Ramenée à la raison par cette vision, la veuve se dirigea chez l’archevêque Nectaire et lui raconta ses visions devant toute l’assemblée. Après quoi , elle informa tout le peuple. On lui montra alors l’icône de la Mère de Dieu du « Signe » qu’elle ne connaissait pas auparavant, et elle reconnut tout de suite l’icône qui lui était apparue quatre fois. Le peuple de Tobolsk crut au récit de Marie et son éminence l’archevêque donna sa bénédiction aux paroissiens d’Alabak pour la construction d’une église dédiée à la Mère de Dieu. De nombreux habitants pieux du village consentirent à participer à cette œuvre agréable à Dieu.
En ces jours-là, le paysan Euthyme était paralysé dans son lit.
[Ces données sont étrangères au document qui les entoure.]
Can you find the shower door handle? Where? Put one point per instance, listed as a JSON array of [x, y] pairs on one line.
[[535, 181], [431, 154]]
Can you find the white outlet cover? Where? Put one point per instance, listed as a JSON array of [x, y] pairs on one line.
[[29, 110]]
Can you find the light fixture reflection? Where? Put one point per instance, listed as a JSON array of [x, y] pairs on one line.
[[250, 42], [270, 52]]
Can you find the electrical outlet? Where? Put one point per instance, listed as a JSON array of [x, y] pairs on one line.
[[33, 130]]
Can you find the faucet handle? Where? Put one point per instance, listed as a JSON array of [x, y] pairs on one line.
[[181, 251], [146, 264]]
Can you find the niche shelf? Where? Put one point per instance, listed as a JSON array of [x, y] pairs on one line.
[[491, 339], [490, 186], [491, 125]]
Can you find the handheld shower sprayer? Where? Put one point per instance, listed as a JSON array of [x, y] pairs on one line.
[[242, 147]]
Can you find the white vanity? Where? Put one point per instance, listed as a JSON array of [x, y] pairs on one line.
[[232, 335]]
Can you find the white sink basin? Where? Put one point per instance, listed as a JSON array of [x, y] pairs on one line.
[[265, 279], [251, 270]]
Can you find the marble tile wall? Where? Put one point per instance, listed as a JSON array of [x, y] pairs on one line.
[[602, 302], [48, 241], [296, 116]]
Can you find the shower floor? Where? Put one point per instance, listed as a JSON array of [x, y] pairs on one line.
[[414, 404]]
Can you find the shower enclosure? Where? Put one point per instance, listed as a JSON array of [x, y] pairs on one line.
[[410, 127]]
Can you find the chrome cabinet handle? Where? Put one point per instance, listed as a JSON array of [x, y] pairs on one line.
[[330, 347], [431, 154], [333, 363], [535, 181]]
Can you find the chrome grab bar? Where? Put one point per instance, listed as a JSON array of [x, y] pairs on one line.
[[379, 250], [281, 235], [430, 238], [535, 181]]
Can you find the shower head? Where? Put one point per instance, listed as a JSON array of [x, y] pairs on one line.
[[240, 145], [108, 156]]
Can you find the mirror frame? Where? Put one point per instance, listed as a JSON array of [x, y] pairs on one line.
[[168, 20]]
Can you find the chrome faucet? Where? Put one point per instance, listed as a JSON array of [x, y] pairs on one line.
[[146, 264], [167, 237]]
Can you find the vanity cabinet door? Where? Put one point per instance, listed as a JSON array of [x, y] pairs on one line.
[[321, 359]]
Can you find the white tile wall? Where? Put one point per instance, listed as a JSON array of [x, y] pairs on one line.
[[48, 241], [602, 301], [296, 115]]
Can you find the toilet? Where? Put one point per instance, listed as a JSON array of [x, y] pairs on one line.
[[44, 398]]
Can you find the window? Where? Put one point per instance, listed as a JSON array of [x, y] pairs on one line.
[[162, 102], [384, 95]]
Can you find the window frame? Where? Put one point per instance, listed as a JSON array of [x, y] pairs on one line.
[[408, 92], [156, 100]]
Paul le mendiant entra chez lui et lui dit : « Euthyme ! On construit à Alabak sur l’ordre de Dieu une église dédiée à la Mère de Dieu, à Saint Nicolas et à Sainte Marie l’Egyptienne. Promets de peindre l’icône pour cet édifice ! Il se peut que pour ta foi et ton zèle, le Seigneur te pardonne et te libère de ta maladie ! ». Euthyme écouta Paul comme s’il était un ange de Dieu. Il fit la promesse de peindre l’icône du « Signe » avec le Saint Hiérarque Nicolas et Sainte Marie l’Egyptienne sur les côtés. Le Seigneur accorda Son attention aux souffrances du paralysé. Le jour même, Euthyme recouvra l’usage du côté droit. Ayant demandé la bénédiction de l’archevêque Nectaire, Euthyme commanda l’icône à l’archidiacre de la cathédrale Sainte-Sophie de Tobolsk, Matthias, dont les talents d’iconographe étaient connus dans toute la Sibérie. A la mesure de l’avancement des travaux, la condition physique d’Euthyme s’améliorait. Il finit par recouvrer complètement sa vigueur, et put venir lui-même chercher la commande chez l’iconographe, et la conduire à la cathédrale pour la faire bénir. L’archevêque, étonné et réjoui, rendit grâce au Seigneur pour l’aide miraculeuse apportée au malade. Après avoir aspergé l’icône d’eau bénite, il fit célébrer un office d’action de grâce dans la cathédrale. On transporta ensuite l’icône avec grande solennité jusqu'à la nouvelle église du village d’Alabak.
Au cours du trajet, alors que la procession atteignait le village de Chaktalik, où se trouve aujourd’hui le monastère Saint-Jean, la Mère de Dieu glorifia son icône d’un nouveau miracle. Le paysan Basile avait une fille qui souffrait des yeux depuis de nombreuses années et ne voyait plus rien depuis deux ans. Ayant entendu parler du passage de l’icône, Basile sortit à sa rencontre avec sa pauvre fille. Le père affligé se prosterna, versa des larmes, et supplia la Toute-Pure de prendre sa fille en pitié. Et, à la grande joie du pauvre Basile et de ceux qui l’entouraient, la jeune fille recouvra la vue.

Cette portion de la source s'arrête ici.